Probability of logical disjunctions

Probability of logical disjunctions

All other rules of probability theory can be derived from the two basic rules. So take two logical propositions \(A\) and \(B\). The logical disjunction of \(A\) and \(B\) is the logical proposition (\(A\) or \(B\)). In our notations we write \(A + B\) for (\(A\) or \(B\)) We can deduce from the basic rules of probability that:

\[ p(A + B|I) = p(A|I) + p(B|I) - p(AB|I). \]

In words, this says

The probability of A or B is the probability that A is True plus that probability that B is true minus the probability that both A and B are True.


Fig. 5 Venn diagram showing the information \(I\), and the logical propositions \(A\) and \(B\).

This is very easy to understand intuitively by looking at the Venn diagram. Fig. 3. The probability \(p(A+B|I)\) is the area of the union of A with B (normalized by I). This area is indeed the area of A (normalized by I) plus the area of B (normalized by I) minus the area of A and B (normalized by I) which was double-counted.

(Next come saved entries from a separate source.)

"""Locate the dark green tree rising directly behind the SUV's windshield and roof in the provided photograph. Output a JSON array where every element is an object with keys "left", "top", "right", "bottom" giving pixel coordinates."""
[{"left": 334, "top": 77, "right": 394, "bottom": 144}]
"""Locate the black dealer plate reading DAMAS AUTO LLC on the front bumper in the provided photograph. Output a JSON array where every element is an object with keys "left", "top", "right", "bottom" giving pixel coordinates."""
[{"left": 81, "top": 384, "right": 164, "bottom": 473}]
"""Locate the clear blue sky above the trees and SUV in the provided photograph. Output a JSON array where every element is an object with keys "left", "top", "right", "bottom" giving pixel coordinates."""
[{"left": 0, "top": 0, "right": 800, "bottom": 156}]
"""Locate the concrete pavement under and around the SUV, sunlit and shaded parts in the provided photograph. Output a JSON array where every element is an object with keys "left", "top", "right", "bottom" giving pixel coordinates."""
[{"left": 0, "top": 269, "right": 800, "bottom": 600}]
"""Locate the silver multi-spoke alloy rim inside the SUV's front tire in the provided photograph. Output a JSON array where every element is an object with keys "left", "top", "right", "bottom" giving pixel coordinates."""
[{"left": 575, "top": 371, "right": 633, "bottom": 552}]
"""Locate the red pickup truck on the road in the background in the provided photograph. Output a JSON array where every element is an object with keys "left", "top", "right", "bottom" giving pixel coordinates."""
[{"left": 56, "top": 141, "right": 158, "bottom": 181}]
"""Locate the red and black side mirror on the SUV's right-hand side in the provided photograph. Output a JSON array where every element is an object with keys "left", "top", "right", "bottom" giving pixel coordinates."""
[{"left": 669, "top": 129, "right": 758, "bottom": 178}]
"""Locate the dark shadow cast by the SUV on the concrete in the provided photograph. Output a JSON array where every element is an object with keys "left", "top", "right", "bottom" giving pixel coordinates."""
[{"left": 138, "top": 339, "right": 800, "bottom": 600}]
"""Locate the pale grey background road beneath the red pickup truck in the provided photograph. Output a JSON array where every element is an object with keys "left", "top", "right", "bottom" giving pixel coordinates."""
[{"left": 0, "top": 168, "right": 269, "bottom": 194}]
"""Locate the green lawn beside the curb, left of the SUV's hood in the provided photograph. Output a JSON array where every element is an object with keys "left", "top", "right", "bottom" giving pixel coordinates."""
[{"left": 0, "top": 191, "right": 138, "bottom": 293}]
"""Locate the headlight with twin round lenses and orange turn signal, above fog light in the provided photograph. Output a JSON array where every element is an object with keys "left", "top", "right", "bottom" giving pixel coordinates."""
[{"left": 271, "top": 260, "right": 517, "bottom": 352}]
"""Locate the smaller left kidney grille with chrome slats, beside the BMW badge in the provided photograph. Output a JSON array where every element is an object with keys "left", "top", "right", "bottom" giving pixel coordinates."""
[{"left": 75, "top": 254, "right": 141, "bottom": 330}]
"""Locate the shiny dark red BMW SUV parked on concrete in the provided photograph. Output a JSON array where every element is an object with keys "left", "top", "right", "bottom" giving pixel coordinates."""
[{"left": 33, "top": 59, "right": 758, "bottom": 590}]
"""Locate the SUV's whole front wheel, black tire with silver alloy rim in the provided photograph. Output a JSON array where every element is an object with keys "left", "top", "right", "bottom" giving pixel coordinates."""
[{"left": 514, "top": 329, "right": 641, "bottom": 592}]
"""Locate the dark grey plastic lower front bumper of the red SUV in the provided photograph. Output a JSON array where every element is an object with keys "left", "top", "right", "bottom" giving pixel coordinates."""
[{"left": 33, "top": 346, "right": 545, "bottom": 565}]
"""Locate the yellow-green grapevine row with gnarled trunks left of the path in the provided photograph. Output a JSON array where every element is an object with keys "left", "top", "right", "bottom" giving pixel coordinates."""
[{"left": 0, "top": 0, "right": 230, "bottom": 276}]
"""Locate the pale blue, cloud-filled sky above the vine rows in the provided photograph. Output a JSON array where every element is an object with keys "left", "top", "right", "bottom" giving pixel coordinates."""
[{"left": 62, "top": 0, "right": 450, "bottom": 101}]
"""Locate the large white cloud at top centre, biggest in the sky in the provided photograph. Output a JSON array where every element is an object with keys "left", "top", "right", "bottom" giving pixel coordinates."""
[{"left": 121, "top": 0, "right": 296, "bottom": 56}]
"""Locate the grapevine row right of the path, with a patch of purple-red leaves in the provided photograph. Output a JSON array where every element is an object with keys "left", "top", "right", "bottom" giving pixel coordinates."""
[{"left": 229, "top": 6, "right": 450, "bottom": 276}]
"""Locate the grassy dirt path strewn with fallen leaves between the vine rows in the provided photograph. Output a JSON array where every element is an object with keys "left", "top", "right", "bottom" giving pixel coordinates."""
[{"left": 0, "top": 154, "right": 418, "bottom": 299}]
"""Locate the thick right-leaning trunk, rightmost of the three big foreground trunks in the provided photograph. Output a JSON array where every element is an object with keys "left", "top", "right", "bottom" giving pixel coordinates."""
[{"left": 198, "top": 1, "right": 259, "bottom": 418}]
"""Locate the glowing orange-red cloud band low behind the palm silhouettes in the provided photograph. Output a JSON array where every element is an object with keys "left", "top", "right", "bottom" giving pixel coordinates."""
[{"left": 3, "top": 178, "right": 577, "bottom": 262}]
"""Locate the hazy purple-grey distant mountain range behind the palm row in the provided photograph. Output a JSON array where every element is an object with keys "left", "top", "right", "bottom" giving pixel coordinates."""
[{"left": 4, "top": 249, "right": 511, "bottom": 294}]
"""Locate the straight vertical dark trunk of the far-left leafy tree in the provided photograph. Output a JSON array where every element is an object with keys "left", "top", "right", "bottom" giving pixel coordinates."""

Let’s see a formal proof of this:

\[\begin{split} \begin{split} p(A+B|I) &=& 1 - p(\neg (A+B)|I)\\ &=& 1 - p(\neg A, \neg B|I)\;\text{(obvious rule)}\\ &=& 1 - p(\neg A|\neg B, I)p(\neg B|I)\;\text{(product rule)}\\ &=& 1 - \left[1 - p(A|\neg B, I)\right]p(\neg B|I)\;\text{(obvious rule)}\\ &=& 1 - p(\neg B|I) + p(A|\neg B, I)p(\neg B|I)\\ &=& 1 - p(\neg B|I) + p(A\neg B|I)\;\text{(product rule)}\\ &=& 1 - p(\neg B|I) + p(\neg B|A,I) p(A|I)\;\text{(product rule)}\\ &=& 1 - p(\neg B|I) + \left[1 - p(B|A,I)\right]p(A|I)\;\text{(obvious rule)}\\ &=& 1 - p(\neg B|I) + p(A|I) - p(B|A,I)p(A|I)\\ &=& 1 - \left[1 - p(B|I)\right] + p(A|I) - p(B|A,I)p(A|I)\;(\text{obvious rule})\\ &=& p(A|I) + p(B|I) - p(B|A,I)p(A|I)\\ &=& p(A|I) + p(B|I) - p(AB|I)\;\text{(product rule)}. \end{split} \end{split}\]